Although it poses risks equal to or greater than Superfund-listed sites, a potentially environmentally hazardous site in Fair Lawn was left off the Environmental Protection Agency's Superfund National Priority List, according to a statement released Wednesday by the Public Employees for Environmental Responsibility.
The Borden Chemical site, located at 8-10 22nd St., was one of 27 New Jersey sites identified by environmental watchdog group PEER as being Superfund-eligible but uncontrolled by the EPA.
Superfund is the name of the environmental program established to address abandoned hazardous waste sites. Once a toxic site is identified and added to the National Priorities List, EPA can clean up the site or compel the responsible party to clean up the site. In this case, however, Borden Chemical was not added to the appropriate list.
“Priority for protecting communities is supposed to be based on risk, but several high-risk communities in our state got swept under the rug by EPA,” New Jersey PEER Director Bill Wolfe said in a statement.
In October, PEER sued the EPA for its failure to turn over Superfund Hazard Rankings for unlisted sites in New Jersey. The rankings score the potential risk to public health and the environment from exposure to contamination at a specific site. Any score above 28.5 points qualifies a site for the Superfund National Priority List.

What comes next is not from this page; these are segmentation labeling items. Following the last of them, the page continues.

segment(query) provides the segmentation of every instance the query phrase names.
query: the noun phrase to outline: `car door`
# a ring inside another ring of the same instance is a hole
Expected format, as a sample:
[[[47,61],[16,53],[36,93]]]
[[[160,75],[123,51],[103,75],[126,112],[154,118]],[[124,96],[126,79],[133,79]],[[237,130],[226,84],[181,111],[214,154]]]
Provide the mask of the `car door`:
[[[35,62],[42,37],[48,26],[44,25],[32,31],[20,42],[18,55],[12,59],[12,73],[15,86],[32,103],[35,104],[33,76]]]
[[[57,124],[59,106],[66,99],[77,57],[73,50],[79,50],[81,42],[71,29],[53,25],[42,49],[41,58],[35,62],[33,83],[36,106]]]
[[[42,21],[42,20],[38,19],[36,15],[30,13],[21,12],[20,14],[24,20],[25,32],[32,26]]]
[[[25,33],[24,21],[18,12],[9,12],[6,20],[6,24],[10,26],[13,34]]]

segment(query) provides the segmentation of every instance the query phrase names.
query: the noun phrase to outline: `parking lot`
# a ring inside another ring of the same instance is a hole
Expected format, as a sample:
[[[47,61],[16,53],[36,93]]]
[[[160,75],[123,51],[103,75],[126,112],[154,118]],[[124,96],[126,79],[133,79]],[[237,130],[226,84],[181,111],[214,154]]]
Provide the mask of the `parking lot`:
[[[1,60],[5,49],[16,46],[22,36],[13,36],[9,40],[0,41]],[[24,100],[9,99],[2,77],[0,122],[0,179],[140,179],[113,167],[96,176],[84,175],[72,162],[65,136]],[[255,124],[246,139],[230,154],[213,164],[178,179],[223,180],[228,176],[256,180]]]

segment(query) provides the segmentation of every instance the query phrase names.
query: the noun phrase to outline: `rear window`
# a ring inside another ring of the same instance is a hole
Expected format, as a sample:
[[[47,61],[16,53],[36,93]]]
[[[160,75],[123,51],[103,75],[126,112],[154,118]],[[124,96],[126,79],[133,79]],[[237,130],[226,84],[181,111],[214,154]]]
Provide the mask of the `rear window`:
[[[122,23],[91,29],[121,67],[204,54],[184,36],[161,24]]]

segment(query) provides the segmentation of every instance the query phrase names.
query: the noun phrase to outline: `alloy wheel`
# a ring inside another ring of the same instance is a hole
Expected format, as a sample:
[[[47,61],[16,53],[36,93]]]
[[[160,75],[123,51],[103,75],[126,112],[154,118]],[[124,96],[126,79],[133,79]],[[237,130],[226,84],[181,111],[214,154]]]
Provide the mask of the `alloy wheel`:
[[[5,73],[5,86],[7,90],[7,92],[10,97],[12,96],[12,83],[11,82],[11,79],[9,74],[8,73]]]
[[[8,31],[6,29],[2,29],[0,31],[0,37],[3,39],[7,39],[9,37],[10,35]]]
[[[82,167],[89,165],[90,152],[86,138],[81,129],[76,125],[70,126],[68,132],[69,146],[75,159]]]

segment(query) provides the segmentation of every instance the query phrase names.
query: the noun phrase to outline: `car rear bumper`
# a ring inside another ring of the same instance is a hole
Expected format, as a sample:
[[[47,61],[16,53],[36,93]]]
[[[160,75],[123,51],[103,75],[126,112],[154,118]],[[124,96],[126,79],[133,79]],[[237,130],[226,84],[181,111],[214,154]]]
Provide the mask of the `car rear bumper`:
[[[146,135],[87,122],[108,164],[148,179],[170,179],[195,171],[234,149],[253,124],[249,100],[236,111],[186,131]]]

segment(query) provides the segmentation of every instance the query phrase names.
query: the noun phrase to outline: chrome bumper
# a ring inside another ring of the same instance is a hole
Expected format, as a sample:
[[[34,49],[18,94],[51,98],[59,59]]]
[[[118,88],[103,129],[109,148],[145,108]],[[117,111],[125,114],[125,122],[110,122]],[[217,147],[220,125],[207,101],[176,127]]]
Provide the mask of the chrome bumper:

According to documents obtained by PEER, Borden Chemical in Fair Lawn received a score of 50.03 when it was assessed in 2008, but was never added to the priority list for cleanup.
Fair Lawn already has three sites that have been added to the Superfund National Priority List: the Clariant site, the Fair Lawn Well Field and Fisher Scientific.
Other passed-over sites in the state stretch across 11 counties and include Pompton Lakes, Plainfield, Gloucester, Berlin and Union Township. Even excluding these sites, New Jersey -- with 144 Superfund sites -- has the most of any state, according to PEER.
Sites left unlisted by the EPA fall under the jurisdiction of the New Jersey Department of Environmental Protection, which PEER alleges has a history of prolonged but ineffective cleanups.
“EPA has yet to explain why it decided not to list sites that otherwise qualified for Superfund and why it deferred cleanup oversight to what its own Inspector General found was a failed cleanup program,” Wolfe said in a statement. “The people of New Jersey have a right to know how these critical decisions are made and whether EPA or the Governor’s Office are delaying or derailing Superfund listing.”
NJDEP spokesman Larry Hajna told NJ Spotlight that the omission of the 27 sites from the Superfund National Priority List was because many of those locations are smaller sites where cleanups are ongoing.
Wolfe discounted that argument, saying that the risk posed to the public by the toxic site was the important factor, not the site's size.
The EPA released a statement in response to the PEER report saying the Superfund-eligible sites had not been listed because they were being handled under New Jersey’s cleanup program or under the Resource Conservation and Recovery Act.
“Placing sites on the Superfund list is a decision made using a number of factors, not just their hazardous ranking score,’’ the statement said. “One important factor is whether the site is being addressed under another cleanup program, as is the case with these sites.’’
The EPA's statement failed to appease environmentalists who, according to an NJ Spotlight report, have argued that receiving Superfund status is important because it comes with the potential for federal funding, greater expertise and stricter cleanup standards.